Photo by Holli Matze.

We have a lascivious character in Like You Like It named Touchtone. He’s our homage to the Anthony Michael Hall character in Sixteen Candles and the younger brother in Just One of The Guys: the geek who thinks he’s cool and suave and is after all the ladies.

While I am a fourteen year old boy at heart, I was having a difficult time articulating the character, especially to Dan when we started writing the song  “Blame it on The Mall.”


Here’s the video from our 2014 54 Below Concert.)

We were hitting a wall with Touchtone. Neither of us could get inside his mind.

Then my high school friend Wynn came to town.

Wynn was in a class by himself…. literally: His senior year, he was the only student in IB Physics II.  He also was a Dr. Seuss connoisseur, having written the epic tome “Late Grades and Spam” in our literary journal.  When we did As You Like It my senior year, he played Touchstone. He relished the line “Holla. You. Clown!,” perhaps because he was somewhat of a clown himself.

We also worked together on the school paper.  The  classroom was a temporary building (the “shack”) that housed, among other things, an old printing press named Bertha, a ratty couch, a group of wayward over-achieving youth like us, lockers that no one used (because they were so gross), a Kraft American Cheese single pinned to the bulletin board (that somehow was NOT gross), a storehouse of all the books read by IB English students, and a passel of “No Thanks I’m Driving” bumper stickers.

Those stickers provided Wynn and me with hours of inappropriate fun.  We cut up the letters and rearranged them to create custom messages (which I then affixed on my car) such as: “No, I’m not Tom Hanks,”  or “No thanks. I’m Sondheim.”

Wynn and I reconnected many years after high school. We had coincidentally come out around the same time, and he had a gift for me: he pulled out a sticker he had crafted from those famous bumper stickers.  He had saved some over the years and gave me a custom-made sticker that read: “No t*ts, baby, I’m a man’s man.”
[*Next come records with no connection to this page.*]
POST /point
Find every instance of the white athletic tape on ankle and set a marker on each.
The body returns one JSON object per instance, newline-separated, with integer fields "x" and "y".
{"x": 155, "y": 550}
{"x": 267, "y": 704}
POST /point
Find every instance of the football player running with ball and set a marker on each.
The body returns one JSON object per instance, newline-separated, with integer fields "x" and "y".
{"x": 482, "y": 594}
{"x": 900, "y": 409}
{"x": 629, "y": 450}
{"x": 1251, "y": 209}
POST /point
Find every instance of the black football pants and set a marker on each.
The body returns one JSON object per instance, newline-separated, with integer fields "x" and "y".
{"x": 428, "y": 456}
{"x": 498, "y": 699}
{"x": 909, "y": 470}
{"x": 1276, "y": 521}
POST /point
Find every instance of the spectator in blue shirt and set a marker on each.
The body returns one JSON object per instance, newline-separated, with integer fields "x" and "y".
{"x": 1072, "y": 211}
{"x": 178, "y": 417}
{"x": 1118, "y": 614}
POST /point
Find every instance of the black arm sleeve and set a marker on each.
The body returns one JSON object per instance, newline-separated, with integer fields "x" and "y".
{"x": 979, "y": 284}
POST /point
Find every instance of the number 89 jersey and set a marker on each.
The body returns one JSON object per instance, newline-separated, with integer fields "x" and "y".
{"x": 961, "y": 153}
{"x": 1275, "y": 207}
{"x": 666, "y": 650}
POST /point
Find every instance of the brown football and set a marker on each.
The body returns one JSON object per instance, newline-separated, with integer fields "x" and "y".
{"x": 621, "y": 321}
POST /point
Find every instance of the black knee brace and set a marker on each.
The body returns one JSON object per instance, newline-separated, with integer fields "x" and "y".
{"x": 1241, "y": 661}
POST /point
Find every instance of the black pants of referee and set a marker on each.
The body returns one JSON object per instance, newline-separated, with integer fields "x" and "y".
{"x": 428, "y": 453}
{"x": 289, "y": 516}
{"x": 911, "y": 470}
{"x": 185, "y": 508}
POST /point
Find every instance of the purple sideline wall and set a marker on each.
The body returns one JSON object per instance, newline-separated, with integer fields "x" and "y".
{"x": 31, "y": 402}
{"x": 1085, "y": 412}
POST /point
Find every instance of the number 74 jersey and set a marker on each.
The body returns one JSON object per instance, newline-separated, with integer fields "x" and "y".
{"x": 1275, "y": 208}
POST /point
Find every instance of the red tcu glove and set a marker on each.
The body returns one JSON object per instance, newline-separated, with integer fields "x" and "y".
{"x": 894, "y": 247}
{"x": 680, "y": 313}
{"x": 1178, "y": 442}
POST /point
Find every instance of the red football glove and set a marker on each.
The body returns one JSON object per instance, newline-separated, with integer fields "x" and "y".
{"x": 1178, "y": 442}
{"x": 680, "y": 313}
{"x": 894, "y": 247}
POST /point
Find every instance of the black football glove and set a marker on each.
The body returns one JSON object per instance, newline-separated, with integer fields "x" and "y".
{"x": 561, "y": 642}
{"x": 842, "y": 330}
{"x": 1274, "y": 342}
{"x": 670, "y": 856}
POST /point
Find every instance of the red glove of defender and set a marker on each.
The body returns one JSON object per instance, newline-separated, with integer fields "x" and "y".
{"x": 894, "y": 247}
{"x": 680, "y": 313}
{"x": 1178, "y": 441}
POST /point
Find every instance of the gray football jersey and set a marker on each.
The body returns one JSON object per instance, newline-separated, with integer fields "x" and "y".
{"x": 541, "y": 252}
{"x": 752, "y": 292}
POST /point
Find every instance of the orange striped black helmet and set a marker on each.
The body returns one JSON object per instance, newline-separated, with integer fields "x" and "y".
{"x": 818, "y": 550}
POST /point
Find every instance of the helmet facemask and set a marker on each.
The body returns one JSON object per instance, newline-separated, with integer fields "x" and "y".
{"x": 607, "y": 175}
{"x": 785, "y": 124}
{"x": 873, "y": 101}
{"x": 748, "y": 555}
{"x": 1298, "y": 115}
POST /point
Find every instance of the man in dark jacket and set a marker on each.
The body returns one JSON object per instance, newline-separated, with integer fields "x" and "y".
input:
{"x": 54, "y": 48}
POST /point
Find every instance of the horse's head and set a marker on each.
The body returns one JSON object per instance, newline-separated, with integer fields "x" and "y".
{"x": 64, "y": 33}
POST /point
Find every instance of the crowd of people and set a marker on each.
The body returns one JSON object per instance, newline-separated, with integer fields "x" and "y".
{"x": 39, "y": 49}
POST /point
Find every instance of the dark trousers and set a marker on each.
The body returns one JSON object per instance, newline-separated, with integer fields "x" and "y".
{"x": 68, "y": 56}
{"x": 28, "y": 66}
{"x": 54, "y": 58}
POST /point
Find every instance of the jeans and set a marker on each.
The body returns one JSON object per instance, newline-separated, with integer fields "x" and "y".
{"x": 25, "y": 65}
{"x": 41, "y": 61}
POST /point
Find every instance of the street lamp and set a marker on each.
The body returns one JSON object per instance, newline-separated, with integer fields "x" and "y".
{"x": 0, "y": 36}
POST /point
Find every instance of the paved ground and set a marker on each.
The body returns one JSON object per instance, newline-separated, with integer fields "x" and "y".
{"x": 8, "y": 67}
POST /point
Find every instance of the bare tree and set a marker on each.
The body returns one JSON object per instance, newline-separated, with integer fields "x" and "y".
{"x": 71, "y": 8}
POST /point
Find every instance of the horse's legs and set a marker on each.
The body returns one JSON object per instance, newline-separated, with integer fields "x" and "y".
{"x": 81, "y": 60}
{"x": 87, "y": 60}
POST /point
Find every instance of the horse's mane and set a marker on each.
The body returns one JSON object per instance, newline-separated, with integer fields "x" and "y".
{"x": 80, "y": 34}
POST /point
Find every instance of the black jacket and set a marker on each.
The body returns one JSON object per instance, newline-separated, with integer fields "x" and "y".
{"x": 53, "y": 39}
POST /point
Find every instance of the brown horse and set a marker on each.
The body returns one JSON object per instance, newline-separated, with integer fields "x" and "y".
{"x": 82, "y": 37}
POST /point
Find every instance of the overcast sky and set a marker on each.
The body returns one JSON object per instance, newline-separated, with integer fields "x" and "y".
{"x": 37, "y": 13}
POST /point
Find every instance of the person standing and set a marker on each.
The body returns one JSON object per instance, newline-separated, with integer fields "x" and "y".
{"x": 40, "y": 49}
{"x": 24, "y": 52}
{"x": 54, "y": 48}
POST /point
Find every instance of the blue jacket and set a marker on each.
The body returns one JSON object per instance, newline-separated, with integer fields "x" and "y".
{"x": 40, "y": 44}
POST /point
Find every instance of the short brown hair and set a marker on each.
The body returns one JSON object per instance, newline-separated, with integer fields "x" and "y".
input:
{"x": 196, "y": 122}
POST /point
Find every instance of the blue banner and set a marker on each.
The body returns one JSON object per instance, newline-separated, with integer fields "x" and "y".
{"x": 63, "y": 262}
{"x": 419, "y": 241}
When Wynn joined Dan, my cousin and me at a performance of the Broadway revival of Rocky Horror, Wynn stared slackjawed at one of the dancers, repeating under his breath “Nice.  Aaaaaaaasssssssss.”  When we left the theatre, we happened to pass a group of the dancers and Wynn simply turned to us and mouthed “Nice.  Aaaaaaaasssssssss.”

After Wynn’s trip, we knew what to do with Touchtone.

For years, Wynn was so excited there was a character based on him, albeit a straight version.  And he was even more excited when one of his crushes, Buffy‘s Tom Lenk, once played the character in a reading.

Sadly, Wynn never got to see any of his avatars on stage. He passed away a few years ago, about a year before Like You Like It played in Houston.  During those weeks home, I missed him dearly.  I was so angry he couldn’t be there. He would have loved the production, and knowing him, he most likely would have repeated his Rocky Horror mantra upon seeing our cast.

Still, he was around somehow, because everywhere I looked, I kept on seeing Miatas, the kind of car Wynn drove.

And every time I see a Touchtone on stage, I know at least a spark of him lives on.